I had always wanted one, but had given up a decade ago. On being a father, on finding love. It had to be real, or not at all. I had rolled the dice on all-or-nothing, and assumed I had lost, so was bumming around the logging tracks and back roads of wild lands, drinking, doing things legal and illegal to get by, waiting to die.

My wife saved me. No doubt.

When Cielo came along, I couldn’t expunge my need for hard labour, but everything else shifted. By then I was track building, dragging them across the continent, showing my wife her new land while I worked above sleet-peppered coastal cliffs, then, next month, hacking through the barbed vines of tropical Queensland gorges.

It’s a hard life. No social network, no stability, never knowing where we’ll live next, where we’ll go, how we’ll get buy.

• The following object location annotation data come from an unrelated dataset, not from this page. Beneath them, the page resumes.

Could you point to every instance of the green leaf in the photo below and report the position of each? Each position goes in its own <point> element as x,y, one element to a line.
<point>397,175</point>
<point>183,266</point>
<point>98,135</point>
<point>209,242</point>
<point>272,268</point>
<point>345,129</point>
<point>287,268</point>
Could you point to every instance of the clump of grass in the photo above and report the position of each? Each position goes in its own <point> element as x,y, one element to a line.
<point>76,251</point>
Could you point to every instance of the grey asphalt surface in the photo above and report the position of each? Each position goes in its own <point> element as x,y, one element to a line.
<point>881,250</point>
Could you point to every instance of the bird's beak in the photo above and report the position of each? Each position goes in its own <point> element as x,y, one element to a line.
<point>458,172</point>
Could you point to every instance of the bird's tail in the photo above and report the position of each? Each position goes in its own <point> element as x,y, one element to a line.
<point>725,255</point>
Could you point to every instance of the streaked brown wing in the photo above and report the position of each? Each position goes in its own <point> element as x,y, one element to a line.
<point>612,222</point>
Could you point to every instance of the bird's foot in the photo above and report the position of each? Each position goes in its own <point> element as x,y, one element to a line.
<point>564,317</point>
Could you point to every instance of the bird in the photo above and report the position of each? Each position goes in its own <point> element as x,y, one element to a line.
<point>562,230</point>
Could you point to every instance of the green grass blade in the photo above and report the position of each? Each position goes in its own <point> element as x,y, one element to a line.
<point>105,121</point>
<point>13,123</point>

Living in shitty little tents until we find a home.

But with lows, there are highs.

From day one, we took off after work to waterfalls, spring fed rivers, random drives to nowhere towns up in the moon-like landscape of the tiers, cruising through deserts, and, more so, befriending the varied people of these landscapes. These things became our child’s television. What I wanted to inspire in her. Motion, wonder, work. A love of life.

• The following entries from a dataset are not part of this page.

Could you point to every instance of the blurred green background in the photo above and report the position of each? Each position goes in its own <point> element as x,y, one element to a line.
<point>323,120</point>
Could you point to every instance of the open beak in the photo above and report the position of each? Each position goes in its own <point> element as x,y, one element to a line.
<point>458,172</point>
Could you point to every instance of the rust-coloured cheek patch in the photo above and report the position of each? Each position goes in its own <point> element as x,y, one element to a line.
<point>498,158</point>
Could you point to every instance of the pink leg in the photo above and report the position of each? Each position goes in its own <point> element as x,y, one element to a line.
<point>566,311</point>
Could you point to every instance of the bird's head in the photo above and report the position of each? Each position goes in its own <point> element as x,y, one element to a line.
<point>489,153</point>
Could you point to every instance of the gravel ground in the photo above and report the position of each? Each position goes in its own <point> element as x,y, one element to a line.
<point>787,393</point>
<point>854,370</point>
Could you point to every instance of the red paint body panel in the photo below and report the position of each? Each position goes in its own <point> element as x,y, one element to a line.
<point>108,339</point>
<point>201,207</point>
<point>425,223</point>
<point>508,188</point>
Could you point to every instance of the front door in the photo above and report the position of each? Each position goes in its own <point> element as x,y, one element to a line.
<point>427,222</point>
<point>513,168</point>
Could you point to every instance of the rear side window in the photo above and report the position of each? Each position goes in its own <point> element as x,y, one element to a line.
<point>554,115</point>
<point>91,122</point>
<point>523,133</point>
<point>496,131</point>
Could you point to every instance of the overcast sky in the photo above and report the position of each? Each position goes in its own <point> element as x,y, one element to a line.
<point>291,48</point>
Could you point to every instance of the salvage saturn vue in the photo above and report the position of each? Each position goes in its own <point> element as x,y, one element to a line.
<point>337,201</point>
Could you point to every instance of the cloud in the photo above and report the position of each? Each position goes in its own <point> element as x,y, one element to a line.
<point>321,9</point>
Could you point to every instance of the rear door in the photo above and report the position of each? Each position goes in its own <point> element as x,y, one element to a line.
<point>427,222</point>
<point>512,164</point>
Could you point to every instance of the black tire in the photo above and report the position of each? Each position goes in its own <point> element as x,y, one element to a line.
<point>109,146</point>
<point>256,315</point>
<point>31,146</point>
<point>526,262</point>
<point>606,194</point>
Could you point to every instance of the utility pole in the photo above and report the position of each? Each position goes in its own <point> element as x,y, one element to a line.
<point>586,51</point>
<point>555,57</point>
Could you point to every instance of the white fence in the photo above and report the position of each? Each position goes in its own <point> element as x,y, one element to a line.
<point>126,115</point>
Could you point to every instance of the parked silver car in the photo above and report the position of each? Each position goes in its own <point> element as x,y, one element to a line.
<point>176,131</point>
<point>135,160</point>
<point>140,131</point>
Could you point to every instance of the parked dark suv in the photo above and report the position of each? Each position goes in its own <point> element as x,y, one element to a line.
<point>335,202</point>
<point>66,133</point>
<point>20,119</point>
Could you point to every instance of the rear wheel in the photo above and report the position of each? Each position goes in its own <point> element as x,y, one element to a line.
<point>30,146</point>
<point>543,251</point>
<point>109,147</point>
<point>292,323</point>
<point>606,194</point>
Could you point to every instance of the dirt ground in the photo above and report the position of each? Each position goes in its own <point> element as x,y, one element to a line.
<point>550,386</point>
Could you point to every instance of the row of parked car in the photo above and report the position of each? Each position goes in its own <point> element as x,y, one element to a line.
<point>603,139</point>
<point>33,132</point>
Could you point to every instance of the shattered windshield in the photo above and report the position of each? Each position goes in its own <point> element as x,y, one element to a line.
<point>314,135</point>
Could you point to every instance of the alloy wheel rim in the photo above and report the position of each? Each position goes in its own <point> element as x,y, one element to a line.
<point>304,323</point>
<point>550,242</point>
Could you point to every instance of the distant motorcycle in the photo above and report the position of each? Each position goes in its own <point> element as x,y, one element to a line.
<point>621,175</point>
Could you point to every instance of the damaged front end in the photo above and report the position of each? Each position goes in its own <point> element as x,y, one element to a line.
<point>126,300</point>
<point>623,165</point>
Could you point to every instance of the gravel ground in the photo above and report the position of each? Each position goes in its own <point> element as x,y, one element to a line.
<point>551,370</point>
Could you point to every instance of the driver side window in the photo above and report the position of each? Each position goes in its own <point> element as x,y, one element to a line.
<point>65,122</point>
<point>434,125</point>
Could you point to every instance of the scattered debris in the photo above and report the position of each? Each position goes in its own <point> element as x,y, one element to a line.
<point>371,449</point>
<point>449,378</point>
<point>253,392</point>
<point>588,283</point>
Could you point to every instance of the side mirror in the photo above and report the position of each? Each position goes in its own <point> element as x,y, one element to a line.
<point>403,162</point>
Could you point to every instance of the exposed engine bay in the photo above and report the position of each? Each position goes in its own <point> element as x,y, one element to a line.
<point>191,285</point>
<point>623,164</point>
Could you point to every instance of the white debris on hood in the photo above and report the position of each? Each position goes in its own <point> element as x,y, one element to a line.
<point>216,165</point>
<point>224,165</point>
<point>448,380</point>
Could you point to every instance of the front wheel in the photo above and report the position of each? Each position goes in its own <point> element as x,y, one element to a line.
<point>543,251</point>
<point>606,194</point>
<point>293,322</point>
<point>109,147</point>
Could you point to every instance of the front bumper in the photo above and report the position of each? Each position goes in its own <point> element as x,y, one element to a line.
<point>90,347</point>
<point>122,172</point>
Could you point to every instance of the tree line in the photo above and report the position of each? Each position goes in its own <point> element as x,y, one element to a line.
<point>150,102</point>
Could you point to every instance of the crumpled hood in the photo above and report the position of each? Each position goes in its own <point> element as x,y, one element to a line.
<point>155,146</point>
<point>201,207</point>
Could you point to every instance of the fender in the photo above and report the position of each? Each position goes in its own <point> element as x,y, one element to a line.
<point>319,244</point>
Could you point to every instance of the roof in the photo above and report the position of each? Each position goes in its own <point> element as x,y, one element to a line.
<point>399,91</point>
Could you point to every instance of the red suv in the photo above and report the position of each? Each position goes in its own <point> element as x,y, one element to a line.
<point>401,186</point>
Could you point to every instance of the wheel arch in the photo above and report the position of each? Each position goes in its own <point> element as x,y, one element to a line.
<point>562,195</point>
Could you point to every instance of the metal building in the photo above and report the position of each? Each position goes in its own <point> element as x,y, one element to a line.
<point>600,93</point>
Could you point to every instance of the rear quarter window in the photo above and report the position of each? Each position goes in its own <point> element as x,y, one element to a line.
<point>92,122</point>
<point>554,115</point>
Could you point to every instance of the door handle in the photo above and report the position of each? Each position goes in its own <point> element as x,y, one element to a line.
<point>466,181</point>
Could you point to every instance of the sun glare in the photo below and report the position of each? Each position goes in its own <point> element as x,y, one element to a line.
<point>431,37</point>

Cielo was not yet a year old when as a gift to her, I decided to write a children’s book a day, complete with art direction, for a year. And put them on the internet for everyone, for free. To, one day, teach her wonder, imagination, storytelling. To share these things with her future world. To leave her a legacy of commitment to task.

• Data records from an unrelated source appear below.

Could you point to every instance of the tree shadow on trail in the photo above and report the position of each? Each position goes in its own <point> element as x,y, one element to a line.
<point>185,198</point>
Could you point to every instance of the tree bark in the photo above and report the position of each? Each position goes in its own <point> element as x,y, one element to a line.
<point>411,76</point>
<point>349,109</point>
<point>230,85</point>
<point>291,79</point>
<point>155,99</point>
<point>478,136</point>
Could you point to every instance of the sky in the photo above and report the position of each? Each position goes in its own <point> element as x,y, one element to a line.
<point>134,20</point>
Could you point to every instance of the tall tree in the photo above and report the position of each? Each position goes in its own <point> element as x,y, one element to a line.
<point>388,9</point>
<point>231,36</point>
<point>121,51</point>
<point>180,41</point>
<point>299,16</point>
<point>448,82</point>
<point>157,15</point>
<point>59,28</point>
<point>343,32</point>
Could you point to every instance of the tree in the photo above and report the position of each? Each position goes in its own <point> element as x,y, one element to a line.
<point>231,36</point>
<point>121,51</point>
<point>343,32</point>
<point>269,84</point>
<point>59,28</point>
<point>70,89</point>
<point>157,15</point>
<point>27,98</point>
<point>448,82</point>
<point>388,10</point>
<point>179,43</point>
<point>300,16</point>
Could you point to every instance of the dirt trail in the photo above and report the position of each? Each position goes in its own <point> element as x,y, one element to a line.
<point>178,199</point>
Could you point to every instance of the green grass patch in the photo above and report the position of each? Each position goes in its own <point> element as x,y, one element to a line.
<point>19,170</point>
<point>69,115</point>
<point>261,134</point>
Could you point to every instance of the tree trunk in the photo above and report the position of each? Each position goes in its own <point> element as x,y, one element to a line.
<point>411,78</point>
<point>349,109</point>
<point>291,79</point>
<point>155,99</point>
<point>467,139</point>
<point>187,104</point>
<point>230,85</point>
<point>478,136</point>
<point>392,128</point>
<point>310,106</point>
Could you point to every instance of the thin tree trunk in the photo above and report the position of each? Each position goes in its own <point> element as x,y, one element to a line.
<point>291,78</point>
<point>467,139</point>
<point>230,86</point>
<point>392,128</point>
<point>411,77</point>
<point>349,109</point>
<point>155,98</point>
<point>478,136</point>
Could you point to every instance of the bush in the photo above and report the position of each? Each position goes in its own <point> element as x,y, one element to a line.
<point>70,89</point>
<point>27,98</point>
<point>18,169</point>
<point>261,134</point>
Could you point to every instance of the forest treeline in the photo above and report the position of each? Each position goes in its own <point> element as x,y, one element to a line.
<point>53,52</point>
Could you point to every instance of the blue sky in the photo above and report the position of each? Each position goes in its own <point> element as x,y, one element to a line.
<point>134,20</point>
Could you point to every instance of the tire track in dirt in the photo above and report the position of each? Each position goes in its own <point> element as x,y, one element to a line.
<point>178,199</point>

During that year I averaged 4 hours sleep a night. Broke my back in three places playing Aussie Rules football, spent a week in hospital when the tropical jungle beat me, got work in the Antarctic waters down south, during winter, as an oyster farmer. Yet, every day, after work, there was Cielo and my wife. There were our daily adventures. There was weather. And each night, the stories came. Not a day was missed.

We even went to Venezuela to meet the family, somehow, crossing a boarder bridge from Columbia, as night fell, pushing through milling crowd all trying to beat lockdown.

I found being there hard. The restriction of it. A nation in turmoil. But seeing Elena come into full bloom around her kin was an impossible joy. To see the happiness our child brought them was a joy.

Sometimes I almost saw the younger me finding people that would take me between the cracks, but Cielo was and remains my journey now. The motion I crave comes from watching her grow.

Cielo was 1 ½ by the time we got back. The year long challenge of a book a day finished. I got another job track building in southern Tassie. It was nowhere. Spectacular, raw. They flew my work mate and I in with a helicopter, and gave us cabins, but I found a goat track through a shrubby plain, and over a rocky mountain that took me down to a bay, near where I parked. 10kms up and over, give or take. Four landscapes, as if they were four countries.

On the first night, staying in the cabin, time slowed, screamed at and badgered me with its waste. I wasn’t seeing the little things. The way Cielo sighs, waddles, the expressions you can’t put into words. I wasn’t around the love Mum and daughter shared. So after that one night without them, each arvo I ran out. In work boots, over rock, through dense bush. If I gave it EVERYTHING, I could get to the car before the overgrown track got too dark to see, drive for 30 minutes to get to a sealed road, that would then follow an inlet for fifteen minutes more, so I could see Cielo before she went to bed, and get up at 4:30 am to drive to the goat track, and then run the 10kms over and back in each morning.

To see her smile. To meet them both at the beach. To embrace my wife.

Some people thought I was mad, but they just didn’t get it. It wasn’t a chore, or even a task. It was a need. A thing of worth. Something my life had been missing while waiting to die.

Those 20kms framing 9 hours of breaking rocks.

Every day, Cielo gives me so much. As she grows, I hope to teach our child that stubbornness can be a positive thing. If we ever find a way to stay still, I hope she knows her start was rough, full of road dust, but glorious.

I hope she understands passion and love.